Tue, Aug 16, 2011 - Page 14 News List

Collector courts wife with Tatung doll collection
追妻迷上大同寶寶 蒐集八十多個

Lee Chun-wei poses with his collection of Tatung dolls in Taitung City on Aug. 2.

Photo: Wang Hsiu-ting, Taipei Times

When explaining why he chose to use Tatung Co’s anniversary dolls to court his wife 10 years ago, 37-year-old Lee Chun-wei said that the commemorative dolls are one of his wife’s happiest childhood memories. Upon discovering that his girlfriend was so fond of the dolls, he immediately started collecting them in hopes of winning her hand in marriage. Starting with the doll from 1980, that his wife still treasures so dearly, the couple has already collected 80 dolls. They also collect imitations of the dolls, which have Common Era years painted on the doll’s chest. His wife sometimes gets jealous because he cherishes the dolls so much. Someone once offered Lee NT$100,000 for the entire collection, but he adamantly refused to sell.

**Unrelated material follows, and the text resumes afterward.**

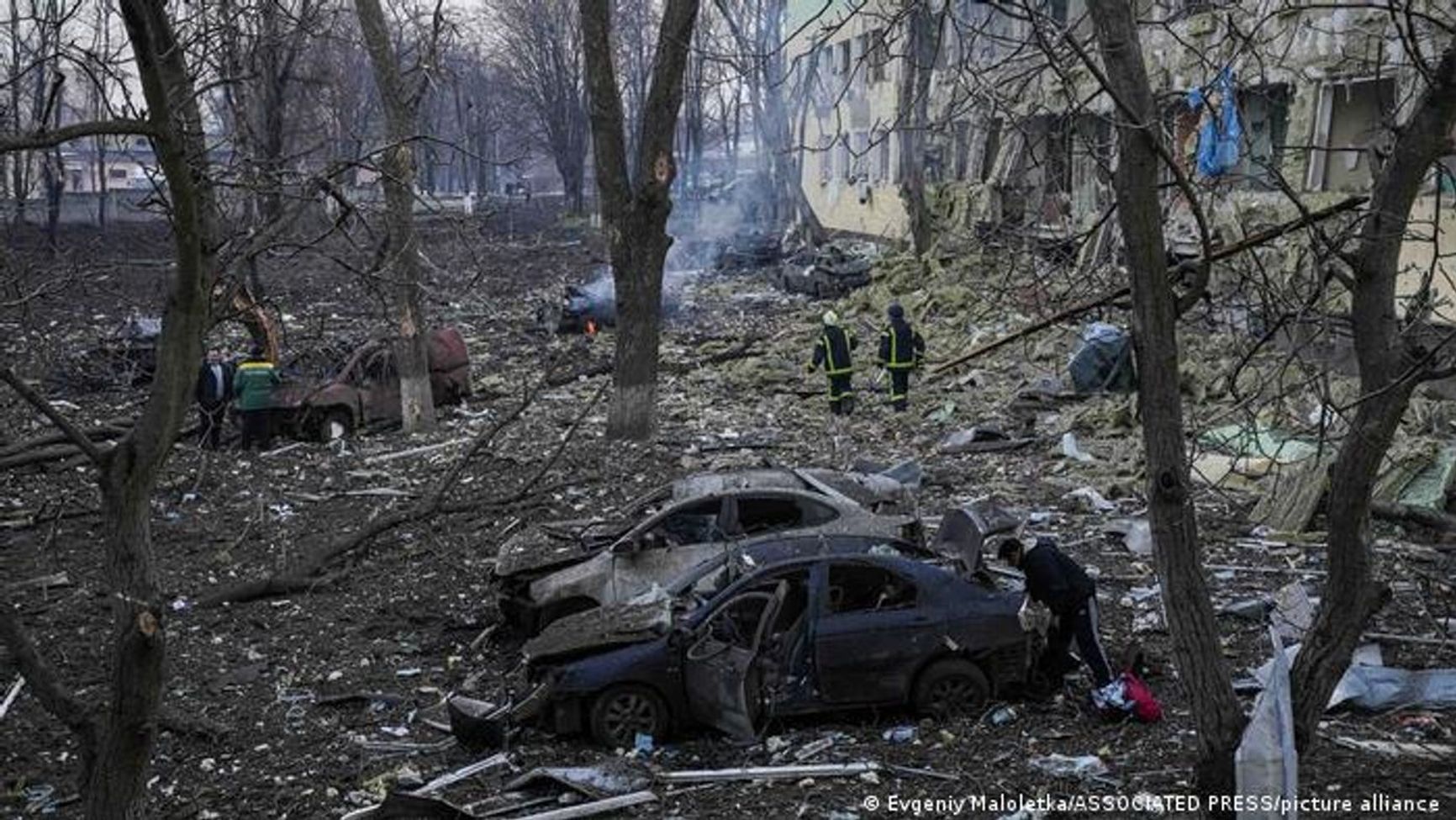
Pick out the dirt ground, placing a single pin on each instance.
(302, 690)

Lee said his wife has liked Tatung dolls ever since she was a child, and that she still laughs out loud every time she spots one in a TV commercial and cries as soon as the commercial ends. A bunch of the dolls released in 1980 are stacked on their TV set. Always close to them, the dolls in the end became part of the family after they were wedded.

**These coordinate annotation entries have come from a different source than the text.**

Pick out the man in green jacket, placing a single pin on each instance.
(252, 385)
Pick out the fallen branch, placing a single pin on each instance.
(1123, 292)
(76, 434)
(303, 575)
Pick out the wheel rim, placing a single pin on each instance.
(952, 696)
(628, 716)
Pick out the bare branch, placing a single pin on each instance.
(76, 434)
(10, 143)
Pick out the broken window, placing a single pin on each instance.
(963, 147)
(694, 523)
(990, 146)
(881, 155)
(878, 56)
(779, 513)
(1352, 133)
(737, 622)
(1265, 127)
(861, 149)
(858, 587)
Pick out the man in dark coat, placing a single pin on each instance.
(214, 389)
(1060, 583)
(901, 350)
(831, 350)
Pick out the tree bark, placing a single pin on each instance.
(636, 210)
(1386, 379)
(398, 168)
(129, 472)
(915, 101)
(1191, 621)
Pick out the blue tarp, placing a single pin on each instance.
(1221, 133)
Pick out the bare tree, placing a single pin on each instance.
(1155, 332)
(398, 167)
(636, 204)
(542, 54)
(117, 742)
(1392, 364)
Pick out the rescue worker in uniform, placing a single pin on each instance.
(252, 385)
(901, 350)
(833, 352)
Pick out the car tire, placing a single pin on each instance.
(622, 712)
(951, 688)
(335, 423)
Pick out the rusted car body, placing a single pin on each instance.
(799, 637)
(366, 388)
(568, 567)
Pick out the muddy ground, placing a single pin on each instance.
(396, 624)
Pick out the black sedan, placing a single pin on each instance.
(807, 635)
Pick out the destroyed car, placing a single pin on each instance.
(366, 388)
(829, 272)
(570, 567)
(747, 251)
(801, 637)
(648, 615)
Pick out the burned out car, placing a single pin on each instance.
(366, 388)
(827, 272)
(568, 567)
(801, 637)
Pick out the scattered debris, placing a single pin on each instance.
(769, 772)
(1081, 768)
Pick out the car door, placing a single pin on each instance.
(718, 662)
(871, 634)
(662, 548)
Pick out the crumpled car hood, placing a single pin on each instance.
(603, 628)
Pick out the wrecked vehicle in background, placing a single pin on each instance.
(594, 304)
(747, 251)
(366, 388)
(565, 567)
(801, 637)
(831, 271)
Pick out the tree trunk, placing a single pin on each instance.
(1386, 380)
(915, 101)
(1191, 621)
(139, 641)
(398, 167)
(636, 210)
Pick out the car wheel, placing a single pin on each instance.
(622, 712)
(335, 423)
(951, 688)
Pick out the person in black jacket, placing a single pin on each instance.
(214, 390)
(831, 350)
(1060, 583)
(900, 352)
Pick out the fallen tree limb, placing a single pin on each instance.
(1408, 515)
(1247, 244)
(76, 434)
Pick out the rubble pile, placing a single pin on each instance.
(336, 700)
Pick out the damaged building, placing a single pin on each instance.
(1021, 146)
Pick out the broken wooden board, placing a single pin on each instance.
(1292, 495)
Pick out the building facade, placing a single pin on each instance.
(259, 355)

Lee said that Tatung Co started producing the dolls in 1969 to celebrate the company’s 51st anniversary. The company releases a new model of the rubber-made doll each year, and the only thing that noticeably changes is the number painted on the doll’s chest which represents how many years the company has been in operation. Everything else about the dolls stays about the same. The only time production of the dolls has ever significantly decreased was in 1982 during one of Taiwan’s worst economic recessions. For the following two years manufacturing of the dolls ceased entirely, and only resumed in 1985 for doll no. 67. Due to the minuscule production during those years, the 64 and 67 dolls are the most valuable, each doll worth between NT$30,000 and NT$40,000.


1. commemorative adj.

紀念的 (ji4 nian4 de5)

例: The government released a commemorative

coin to honor those who died in battle.


2. peruse v.

仔細研究 (zi3 xi4 yan2 jiu4)

例: I perused the shelves at the supermarket for a while, but never found what I was looking for.


3. invariably adv.

一定地 (yi2 ding4 de5)

例: A student who never studies for an exam will

invariably fail it.


In order to expand his collection, Lee often visits places in the countryside or military dependents’ villages, where they are usually easier to find. He also frequents flea markets and antique dealers, and never passes up a chance to peruse the Tatung service stations, which every small town invariably offers. It was not until Lee finally opened up his own shop in Taitung that he started putting the dolls on display for others to see.